Litigation hold (also known as a preservation order and legal hold) all have the same legal meaning; a stipulation requiring an individual or organization to preserve all data that could relate to a anticipated or pending legal action involving the individual or organization. The litigation hold responsibility is one of the biggest liabilities individuals and organizations have in the civil litigation process. If a litigation hold is ignored or insufficiently applied, the Judge will not tolerate excuses and the outcome can be a spoliation or destruction of evidence ruling which in turn can cause an adverse inference order be issued and loss of the case. Several third party eDiscovery applications provide for litigation hold placement on individual items to reduce over saving of non-responsive ESI.

In Exchange 2010, Microsoft suggests placing a custodian’s entire mailbox on litigation hold.

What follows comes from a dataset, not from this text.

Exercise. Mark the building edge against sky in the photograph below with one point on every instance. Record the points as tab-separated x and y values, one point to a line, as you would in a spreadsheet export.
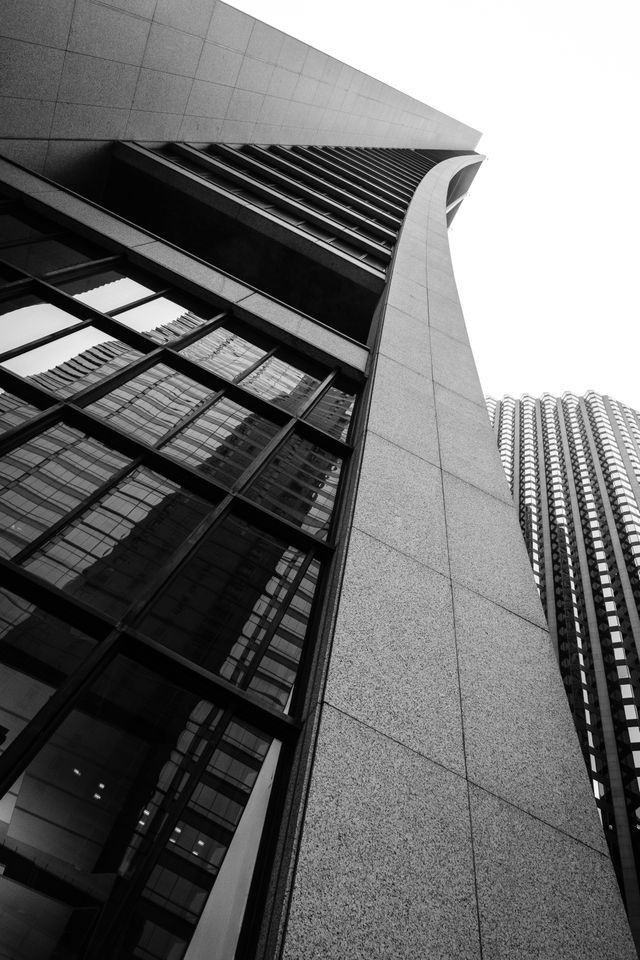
573	465
437	767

In other words specifically putting a custodian’s mailbox on litigation hold ensures an indefinite retention on all content, even the content not relevant to the case at hand, in the user’s mailbox until the mailbox is removed from Legal Hold. This shotgun tactic does ensure all potentially responsive ESI is retained at the time of placement but many attorneys are leery of blindly placing a litigation hold on all content due to the possibility of over retaining ESI that is not responsive to the current case but could be in a future case.

To put a custodian’s mailbox on litigation hold in Exchange 2010, the person making that decision needs to be part of the “Discovery Management” Role in Exchange.  By default there are no approved auditors in the organization, including the Exchange Administrator, which has the right to put a user’s mailbox on litigation hold.  The Exchange Administrator can go into the Exchange Control Panel and give themselves (and others) the right to enable litigation hold for mailboxes.

Another caveat for Exchange 2010 litigation hold is that it could take upwards of 1 hour before a litigation hold takes effect on a given custodian’s mailbox. This is because the policy needs to be enacted on all messages and folders in the mailbox and be replicated through Active Directory. With litigation hold enabled, all messages, regardless of the organization’s retention policy will be retained until released.

Another aspect of placing effective litigation holds in Exchange 2010 is the question of PST files. PSTs are a long running problem area for corporate legal as well as the IT department. The problem is this; PSTs include email, attachments and metadata no longer preset within the Exchange email system. So when an auditor searches a custodian’s mailbox from Exchange 2010 for relevant emails and attachments, they aren’t able to search for any PSTs the custodian has on their local workstation.